Enter Bachir Lazhar (Mohamed Said Fellag), a dignified Algerian who begs the school's harried principal to let him teach the grieving class. She gives him a chance, impressed by his sincerity and determination. It also helped that all of other substitute teachers refused the gig.
In a Hollywood version of this movie, the plot would unfold along the lines of "Mary Poppins" meets "Stand and Deliver," perhaps starring an aging comedian looking for an Oscar nomination. Thankfully, "Monsieur Lazhar" isn't that movie. Lazhar proves, initially, to be a stiff, awkward teacher, confused by the touchy-feeliness of North American middle-class pedagogy. At one point, he has his charges copy passages of Moliere and Victor Hugo, which unsurprisingly goes over poorly. At another, he cuffs Simon on the back of the head for being difficult, which prompts the principal to gently tell him that touching a student in any way -- from a slap to a hug -- is strictly verboten.
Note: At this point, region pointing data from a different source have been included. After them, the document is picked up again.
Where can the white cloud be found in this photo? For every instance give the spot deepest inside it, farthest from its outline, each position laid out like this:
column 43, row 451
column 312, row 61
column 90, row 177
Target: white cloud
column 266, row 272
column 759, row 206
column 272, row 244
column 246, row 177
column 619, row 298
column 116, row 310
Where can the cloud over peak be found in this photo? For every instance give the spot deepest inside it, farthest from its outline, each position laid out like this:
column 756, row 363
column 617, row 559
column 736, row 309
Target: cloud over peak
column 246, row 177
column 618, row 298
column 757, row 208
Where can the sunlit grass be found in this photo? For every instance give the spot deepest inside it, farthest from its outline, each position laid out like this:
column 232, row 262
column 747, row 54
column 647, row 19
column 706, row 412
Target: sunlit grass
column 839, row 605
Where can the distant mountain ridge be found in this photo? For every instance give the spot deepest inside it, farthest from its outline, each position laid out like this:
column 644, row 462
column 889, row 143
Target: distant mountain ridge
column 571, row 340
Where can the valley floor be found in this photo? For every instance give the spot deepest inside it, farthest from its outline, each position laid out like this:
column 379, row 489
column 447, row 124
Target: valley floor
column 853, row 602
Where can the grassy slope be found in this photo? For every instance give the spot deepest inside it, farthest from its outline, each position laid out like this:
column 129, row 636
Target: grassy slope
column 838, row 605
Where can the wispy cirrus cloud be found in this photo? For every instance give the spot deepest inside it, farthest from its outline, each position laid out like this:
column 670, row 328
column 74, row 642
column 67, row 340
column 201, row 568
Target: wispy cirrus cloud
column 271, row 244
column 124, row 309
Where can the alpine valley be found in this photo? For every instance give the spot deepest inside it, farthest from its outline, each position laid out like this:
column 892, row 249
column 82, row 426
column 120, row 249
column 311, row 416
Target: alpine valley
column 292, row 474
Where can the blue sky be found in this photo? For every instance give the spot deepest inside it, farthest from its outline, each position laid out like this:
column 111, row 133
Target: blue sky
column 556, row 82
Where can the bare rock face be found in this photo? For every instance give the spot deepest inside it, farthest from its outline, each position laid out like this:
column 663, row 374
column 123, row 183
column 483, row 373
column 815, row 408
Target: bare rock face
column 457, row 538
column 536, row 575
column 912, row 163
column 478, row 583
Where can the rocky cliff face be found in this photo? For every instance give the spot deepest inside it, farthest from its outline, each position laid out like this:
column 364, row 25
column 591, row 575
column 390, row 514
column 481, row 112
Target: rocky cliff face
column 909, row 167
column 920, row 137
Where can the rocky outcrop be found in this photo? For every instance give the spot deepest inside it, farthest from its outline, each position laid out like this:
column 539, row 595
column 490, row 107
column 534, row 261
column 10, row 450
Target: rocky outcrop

[Related: Indie Roundup: 'A Kid with a Bike']
Claire (Brigitte Poupart), a free-spirited colleague, is attracted to the exotic newcomer. Over a glass of red wine, she tries to wheedle Lazhar's story out of him, saying that "exile is just another journey." The muddled-headed platitude makes his mild, self-contained facade slip for just a moment, revealing an ocean of pain and anger. Lazhar, we learn, is a political refugee still reeling from the horrific murder of his wife and child at the hands of religious zealots in his home country.
What helps Lazhar get through the day is his stubborn, barely articulated conviction that the classroom is a sanctuary of order in a world filled with senseless horrors. And it is that belief that helps his charges warm to him and eventually assuage some of their own grief.